Still a some overdispersion in the ZIP. Let’s try a ZINB

\(Counts_i \sim ZINB(\mu_i, \pi_i)\) *Not actually sure how to formulate this part for ZINB??*

\(E(Counts_i) = \mu_i * (1-\pi_i)\)

\(var(Counts_i) = (1-\pi_i) * (\mu_i + \pi_i^{2}/k) + \mu_i^{2} * (\pi_i^{2} + \pi_i)\)

\(log(\mu_i) = \beta_1 + \beta_2 * Canopy.std\)

\(log(\pi_i) = \gamma_1 + \gamma_2 * Canopy.std\)

```
M4 <- zeroinfl(Counts ~ Canopy.std |
Canopy.std,
dist = 'negbin',
data = OBFL)
summary(M4)
```

```
##
## Call:
## zeroinfl(formula = Counts ~ Canopy.std | Canopy.std, data = OBFL,
## dist = "negbin")
##
## Pearson residuals:
## Min 1Q Median 3Q Max
## -1.1964 -0.6732 -0.4155 0.5077 3.9661
##
## Count model coefficients (negbin with log link):
## Estimate Std. Error z value Pr(>|z|)
## (Intercept) 0.4323 0.1737 2.489 0.01280 *
## Canopy.std 0.5892 0.1710 3.446 0.00057 ***
## Log(theta) 0.8332 0.3672 2.269 0.02326 *
##
## Zero-inflation model coefficients (binomial with logit link):
## Estimate Std. Error z value Pr(>|z|)
## (Intercept) -3.082 1.481 -2.081 0.0374 *
## Canopy.std -2.725 1.238 -2.201 0.0278 *
## ---
## Signif. codes: 0 '***' 0.001 '**' 0.01 '*' 0.05 '.' 0.1 ' ' 1
##
## Theta = 2.3008
## Number of iterations in BFGS optimization: 18
## Log-likelihood: -168.4 on 5 Df
```

```
# Dispersion Statistic
E2 <- resid(M4, type = "pearson")
N <- nrow(OBFL)
p <- length(coef(M4)) + 1 # '+1' is due to theta
sum(E2^2) / (N - p)
```

`## [1] 0.992081`

This is really close to 1, which looks great.
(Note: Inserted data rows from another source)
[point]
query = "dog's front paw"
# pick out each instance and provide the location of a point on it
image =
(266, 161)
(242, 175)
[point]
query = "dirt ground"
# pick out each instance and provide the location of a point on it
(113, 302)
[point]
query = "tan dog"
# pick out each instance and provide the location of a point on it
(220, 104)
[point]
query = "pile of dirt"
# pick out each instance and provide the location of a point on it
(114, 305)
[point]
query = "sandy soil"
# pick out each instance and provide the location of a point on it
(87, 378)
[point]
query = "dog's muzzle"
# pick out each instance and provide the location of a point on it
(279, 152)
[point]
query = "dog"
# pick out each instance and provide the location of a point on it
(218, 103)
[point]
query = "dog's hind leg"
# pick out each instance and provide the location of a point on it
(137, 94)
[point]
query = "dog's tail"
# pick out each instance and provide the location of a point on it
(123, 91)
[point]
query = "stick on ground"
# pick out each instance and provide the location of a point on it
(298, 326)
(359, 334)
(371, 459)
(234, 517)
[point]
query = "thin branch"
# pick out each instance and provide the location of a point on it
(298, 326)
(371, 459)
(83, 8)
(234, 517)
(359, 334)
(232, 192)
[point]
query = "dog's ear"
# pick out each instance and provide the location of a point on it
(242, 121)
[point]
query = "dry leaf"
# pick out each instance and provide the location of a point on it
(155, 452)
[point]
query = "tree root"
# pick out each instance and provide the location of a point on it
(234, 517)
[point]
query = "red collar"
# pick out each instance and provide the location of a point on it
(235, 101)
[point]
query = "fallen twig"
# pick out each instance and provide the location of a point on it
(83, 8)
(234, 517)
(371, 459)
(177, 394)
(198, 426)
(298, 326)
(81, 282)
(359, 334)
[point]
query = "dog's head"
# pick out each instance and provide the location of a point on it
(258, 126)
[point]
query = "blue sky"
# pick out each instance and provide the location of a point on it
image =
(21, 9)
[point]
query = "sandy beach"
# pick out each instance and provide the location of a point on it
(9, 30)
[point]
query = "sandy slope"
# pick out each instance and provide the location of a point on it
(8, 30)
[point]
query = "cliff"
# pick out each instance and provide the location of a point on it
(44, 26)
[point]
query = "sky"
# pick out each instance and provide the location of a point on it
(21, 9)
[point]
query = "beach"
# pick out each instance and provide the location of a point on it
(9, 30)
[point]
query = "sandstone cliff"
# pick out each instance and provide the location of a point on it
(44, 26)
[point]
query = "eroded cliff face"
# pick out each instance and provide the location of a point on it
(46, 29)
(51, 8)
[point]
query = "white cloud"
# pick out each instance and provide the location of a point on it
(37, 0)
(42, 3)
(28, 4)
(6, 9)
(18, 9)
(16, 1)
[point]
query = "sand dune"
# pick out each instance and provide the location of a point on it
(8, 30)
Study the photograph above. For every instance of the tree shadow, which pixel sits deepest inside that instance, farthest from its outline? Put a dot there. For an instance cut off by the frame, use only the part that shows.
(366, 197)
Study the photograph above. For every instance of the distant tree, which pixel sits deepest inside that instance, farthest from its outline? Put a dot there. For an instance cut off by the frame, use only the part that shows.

We can compare the two zero-inflated models using the Likelihood ratio test

`lrtest(M3, M4)`

```
## Likelihood ratio test
##
## Model 1: Counts ~ Canopy.std | Canopy.std
## Model 2: Counts ~ Canopy.std | Canopy.std
## #Df LogLik Df Chisq Pr(>Chisq)
## 1 4 -177.14
## 2 5 -168.37 1 17.538 2.816e-05 ***
## ---
## Signif. codes: 0 '***' 0.001 '**' 0.01 '*' 0.05 '.' 0.1 ' ' 1
```

Results show that the second model- the ZINB- is the best choice. So let’s stick with this model and plot the results

- When might you add differet covariates into the Bernoulli vs Poisson/NB portion of Zero-inflated models?

- How close to 1 do dispersion statistics need to be?
- Anyone have experience with the two-step Zero-Altered models?